From 95d147c5df4a4e70699fb8debd430f0955bb99b0 Mon Sep 17 00:00:00 2001
From: Damian Stewart <d@damianstewart.com>
Date: Wed, 25 Jan 2023 23:03:30 +0100
Subject: [PATCH] MPS support: negatory

---
 .../diffusion/cross_attention_control.py      | 73 +------------------
 1 file changed, 1 insertion(+), 72 deletions(-)

diff --git a/ldm/models/diffusion/cross_attention_control.py b/ldm/models/diffusion/cross_attention_control.py
index a1b680c411..9712ddf1bd 100644
--- a/ldm/models/diffusion/cross_attention_control.py
+++ b/ldm/models/diffusion/cross_attention_control.py
@@ -654,76 +654,5 @@ class SlicedSwapCrossAttnProcesser(SlicedAttnProcessor):
 class SwapCrossAttnProcessor(SlicedSwapCrossAttnProcesser):
 
     def __init__(self):
-        super(SwapCrossAttnProcessor, self).__init__(slice_size=int(1e9))
-
-    # theoretically this class could simply inherit from SlicedSwapCrossAttnProcesser
-    # and consist wholly of an __init__ method that just calls super().__init__(slice_size=1000000000)
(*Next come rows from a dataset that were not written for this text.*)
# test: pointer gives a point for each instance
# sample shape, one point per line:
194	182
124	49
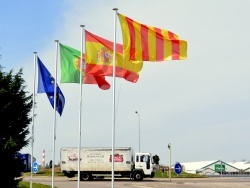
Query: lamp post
139	129
169	147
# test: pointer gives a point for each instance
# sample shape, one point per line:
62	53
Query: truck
96	163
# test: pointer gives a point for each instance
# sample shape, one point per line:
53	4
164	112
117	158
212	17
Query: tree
15	106
156	159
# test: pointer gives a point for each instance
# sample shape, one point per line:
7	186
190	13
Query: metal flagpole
113	114
54	126
33	118
80	108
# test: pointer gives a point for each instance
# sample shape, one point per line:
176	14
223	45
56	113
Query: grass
34	185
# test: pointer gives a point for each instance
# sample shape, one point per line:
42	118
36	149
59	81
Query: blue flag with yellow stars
46	85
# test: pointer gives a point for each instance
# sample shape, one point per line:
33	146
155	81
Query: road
62	182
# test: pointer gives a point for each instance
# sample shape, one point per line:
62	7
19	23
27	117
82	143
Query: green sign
219	167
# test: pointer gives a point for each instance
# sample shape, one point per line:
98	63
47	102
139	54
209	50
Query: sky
200	105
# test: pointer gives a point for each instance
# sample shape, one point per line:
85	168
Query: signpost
178	168
35	167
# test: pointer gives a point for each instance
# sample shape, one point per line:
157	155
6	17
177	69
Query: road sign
177	168
35	167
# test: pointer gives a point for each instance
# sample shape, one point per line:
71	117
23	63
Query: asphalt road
63	182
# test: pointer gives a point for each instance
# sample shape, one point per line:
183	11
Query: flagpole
80	108
33	117
54	125
113	114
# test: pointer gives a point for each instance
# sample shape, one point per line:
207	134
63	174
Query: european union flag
46	85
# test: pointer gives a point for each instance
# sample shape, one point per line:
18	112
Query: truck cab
144	166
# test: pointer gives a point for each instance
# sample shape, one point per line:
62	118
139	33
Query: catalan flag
99	59
146	43
70	69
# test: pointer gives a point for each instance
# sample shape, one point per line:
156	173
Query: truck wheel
138	176
85	176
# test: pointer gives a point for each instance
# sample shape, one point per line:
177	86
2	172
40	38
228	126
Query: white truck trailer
97	163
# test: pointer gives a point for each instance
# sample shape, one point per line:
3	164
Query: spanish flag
99	59
146	43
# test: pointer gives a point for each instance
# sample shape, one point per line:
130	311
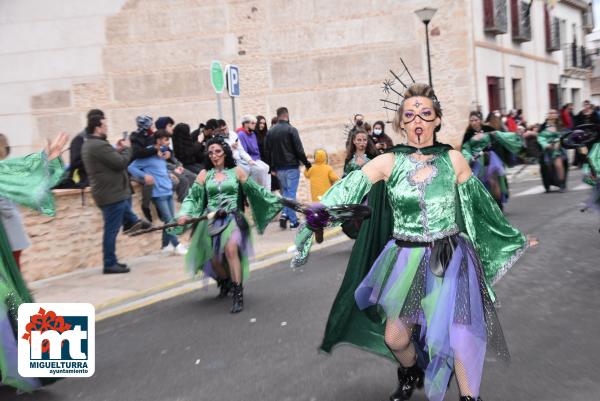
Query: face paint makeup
426	115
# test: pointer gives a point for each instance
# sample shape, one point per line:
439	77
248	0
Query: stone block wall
325	61
73	239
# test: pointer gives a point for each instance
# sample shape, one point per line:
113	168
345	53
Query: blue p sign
233	80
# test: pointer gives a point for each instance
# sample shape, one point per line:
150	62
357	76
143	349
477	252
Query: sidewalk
154	274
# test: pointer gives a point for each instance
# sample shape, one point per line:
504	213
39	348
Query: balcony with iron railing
576	57
495	17
520	21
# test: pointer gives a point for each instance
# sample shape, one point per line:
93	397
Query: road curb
103	310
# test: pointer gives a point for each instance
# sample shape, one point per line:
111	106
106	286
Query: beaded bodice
422	195
222	191
478	145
-    # - such a giant slice size would resolve to 'no slicing' at runtime.
-    # however, pytorch MPS is borked until https://github.com/kulinseth/pytorch/pull/222 is merged into
-    # mainline pytorch. so for now this has to be a full implementation.
-
-    def no__call__(self, attn: CrossAttention, hidden_states, encoder_hidden_states=None, attention_mask=None,
-                 # kwargs
-                 swap_cross_attn_context: SwapCrossAttnContext=None):
-
-        attention_type = CrossAttentionType.SELF if encoder_hidden_states is None else CrossAttentionType.TOKENS
-
-        # if cross-attention control is not in play, just call through to the base implementation.
-        if attention_type == CrossAttentionType.SELF or \
-            swap_cross_attn_context is None or \
-            not swap_cross_attn_context.wants_cross_attention_control(attention_type):
-            #print(f"SwapCrossAttnContext for {attention_type} not active - passing request to superclass")
-            return super().__call__(attn, hidden_states, encoder_hidden_states, attention_mask)
-        #else:
-        #    print(f"SwapCrossAttnContext for {attention_type} active")
-
-        batch_size, sequence_length, _ = hidden_states.shape
-        attention_mask = attn.prepare_attention_mask(attention_mask, sequence_length)
-
-        query = attn.to_q(hidden_states)
-        query = attn.head_to_batch_dim(query)
-
-        # helper function
-        def get_attention_probs(embeddings):
-            this_key = attn.to_k(embeddings)
-            this_key = attn.head_to_batch_dim(this_key)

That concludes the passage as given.